Massimo Currò (bass), Roberto Ripollino (growl, guitar, ukulele, drums) and Valeria De Benedictis (guitar, clean vocals, keyboards), together with singer/cellist Maurizio Demichelis, arrive at the release of the debut “MMXIX – In Frigidvm Lectvm” in 2019, an almost fifty-minute mastodon of atmospheric and oppressive doom/death metal that he tempers the funeral doom of the beginning with more elaborate and complex solutions.
After having lost track of themselves for almost seven years, the Piedmontese return, this time as a trio without Demichelis and with Ripollino and De Benedictis sharing the task of the vocal department, with an album which, in terms of duration and heaviness, even manages to make its predecessor pale: “MMXXVI – Grave” passes the threshold of an hour and a quarter of duration without a single second that can put the listener at ease.

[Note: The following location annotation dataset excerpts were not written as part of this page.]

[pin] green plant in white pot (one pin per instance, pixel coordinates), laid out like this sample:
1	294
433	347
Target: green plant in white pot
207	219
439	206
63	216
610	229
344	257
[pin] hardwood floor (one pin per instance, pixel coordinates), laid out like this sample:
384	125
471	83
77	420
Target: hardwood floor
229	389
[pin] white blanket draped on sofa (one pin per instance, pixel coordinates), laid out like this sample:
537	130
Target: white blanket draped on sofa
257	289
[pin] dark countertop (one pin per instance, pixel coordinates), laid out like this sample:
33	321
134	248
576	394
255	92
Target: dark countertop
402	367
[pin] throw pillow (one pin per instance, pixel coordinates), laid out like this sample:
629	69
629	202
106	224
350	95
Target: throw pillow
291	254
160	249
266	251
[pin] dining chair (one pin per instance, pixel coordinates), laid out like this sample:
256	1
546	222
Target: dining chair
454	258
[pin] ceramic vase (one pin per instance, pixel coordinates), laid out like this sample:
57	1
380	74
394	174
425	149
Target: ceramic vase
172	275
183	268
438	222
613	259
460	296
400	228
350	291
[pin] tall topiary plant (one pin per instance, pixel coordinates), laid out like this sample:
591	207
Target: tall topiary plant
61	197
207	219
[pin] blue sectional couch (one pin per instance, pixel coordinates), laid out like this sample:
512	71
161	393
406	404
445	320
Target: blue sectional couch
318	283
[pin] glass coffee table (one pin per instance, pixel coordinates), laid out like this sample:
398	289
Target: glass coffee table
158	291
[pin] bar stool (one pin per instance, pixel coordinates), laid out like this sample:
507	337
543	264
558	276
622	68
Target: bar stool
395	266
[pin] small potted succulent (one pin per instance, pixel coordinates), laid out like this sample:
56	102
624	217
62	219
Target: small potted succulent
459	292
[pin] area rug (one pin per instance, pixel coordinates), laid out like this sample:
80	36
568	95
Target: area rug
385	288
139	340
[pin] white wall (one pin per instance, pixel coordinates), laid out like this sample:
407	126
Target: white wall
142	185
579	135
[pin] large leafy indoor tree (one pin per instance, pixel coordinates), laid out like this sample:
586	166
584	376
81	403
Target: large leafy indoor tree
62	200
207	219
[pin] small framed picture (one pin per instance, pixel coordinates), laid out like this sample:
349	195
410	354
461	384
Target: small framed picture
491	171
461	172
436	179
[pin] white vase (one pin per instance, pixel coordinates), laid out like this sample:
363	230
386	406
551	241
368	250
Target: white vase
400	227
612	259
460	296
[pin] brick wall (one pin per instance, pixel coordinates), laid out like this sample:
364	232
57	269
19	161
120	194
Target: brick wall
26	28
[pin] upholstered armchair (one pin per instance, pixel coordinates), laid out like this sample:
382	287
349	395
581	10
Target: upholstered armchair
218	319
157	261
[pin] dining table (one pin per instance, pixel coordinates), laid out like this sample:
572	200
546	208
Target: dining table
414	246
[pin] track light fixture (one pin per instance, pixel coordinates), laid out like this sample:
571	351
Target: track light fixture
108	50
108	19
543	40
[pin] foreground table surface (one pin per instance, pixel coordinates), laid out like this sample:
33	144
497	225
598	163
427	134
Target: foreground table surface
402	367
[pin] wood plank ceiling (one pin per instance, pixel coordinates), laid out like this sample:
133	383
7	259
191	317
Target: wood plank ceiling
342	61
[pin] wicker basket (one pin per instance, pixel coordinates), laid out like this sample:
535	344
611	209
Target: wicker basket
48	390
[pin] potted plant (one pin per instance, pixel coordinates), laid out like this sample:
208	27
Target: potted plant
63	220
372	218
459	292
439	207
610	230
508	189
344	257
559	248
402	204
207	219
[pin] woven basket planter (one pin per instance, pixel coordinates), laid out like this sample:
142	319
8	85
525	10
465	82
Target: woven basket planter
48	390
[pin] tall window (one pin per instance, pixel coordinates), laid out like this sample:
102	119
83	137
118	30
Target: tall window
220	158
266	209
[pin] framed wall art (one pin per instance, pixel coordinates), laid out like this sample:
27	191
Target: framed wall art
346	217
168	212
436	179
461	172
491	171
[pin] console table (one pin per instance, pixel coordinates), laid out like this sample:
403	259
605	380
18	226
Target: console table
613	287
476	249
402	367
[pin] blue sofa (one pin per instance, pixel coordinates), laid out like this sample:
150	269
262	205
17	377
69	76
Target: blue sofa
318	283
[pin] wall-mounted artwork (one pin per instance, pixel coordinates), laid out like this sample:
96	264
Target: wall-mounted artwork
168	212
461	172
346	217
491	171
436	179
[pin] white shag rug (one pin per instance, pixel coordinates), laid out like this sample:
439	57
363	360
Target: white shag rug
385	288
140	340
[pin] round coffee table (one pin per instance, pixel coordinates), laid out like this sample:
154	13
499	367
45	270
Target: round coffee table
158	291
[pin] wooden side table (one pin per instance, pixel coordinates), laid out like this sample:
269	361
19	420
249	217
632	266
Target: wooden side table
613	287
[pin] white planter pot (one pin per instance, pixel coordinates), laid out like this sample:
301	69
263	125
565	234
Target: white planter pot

That of Dvm Spiro is a doom/death metal that draws from the nineties, from the early Anathema, Paradise Lost, My Dying Bride or Celestial Season, reworking the material with a lugubrious taste and a theatrical attitude, in which each song lives on the contrast between a growl that comes from beyond the grave and a seductive clean voice, between riffs of a stunning slowness and sudden silences filled only by a few piano notes: a decidedly difficult, which the three musicians from Turin demonstrate that they know how to tackle with skill and with the experience accumulated in all these years of dedication to the genre. The singing in Italian and a rather raw production make the message even clearer, amplifying the funereal atmospheres and the opposition between moments of calm and blind fury.
“Dvm Spiro” literally means 'while I breathe', taken from the Ciceronian motto “dvm spiro, I hope”that is, “while I breathe, I hope” and the sequence of pieces seems to be a hopeless journey towards the exhalation of the last breath, which begins with “Preludio”, the descent into the darkest depths with passages of funereal quiet and angry explosions, and ends with “Alla Fine”, a 'short' instrumental piece with placid sounds and resigned tones.
In the middle, “Troppo Lente Sscendo Le Tue Lacrime” represents the most heartbreaking episode and the one that comes closest to an idea of melody (as distressing as it may be), but the emotional peak is reached by the twenty minutes of “Indistinta Morte”, the lucid description of the passage to the afterlife with sparse keyboard sounds and the word “die” spelled out as if it were an order.
“MMXXVI – Grave” is not a work for everyone and, above all, it is not music that can be understood without application and repeated listening: a necessary sacrifice to enter a world of pain and desolation from which it will be difficult to escape.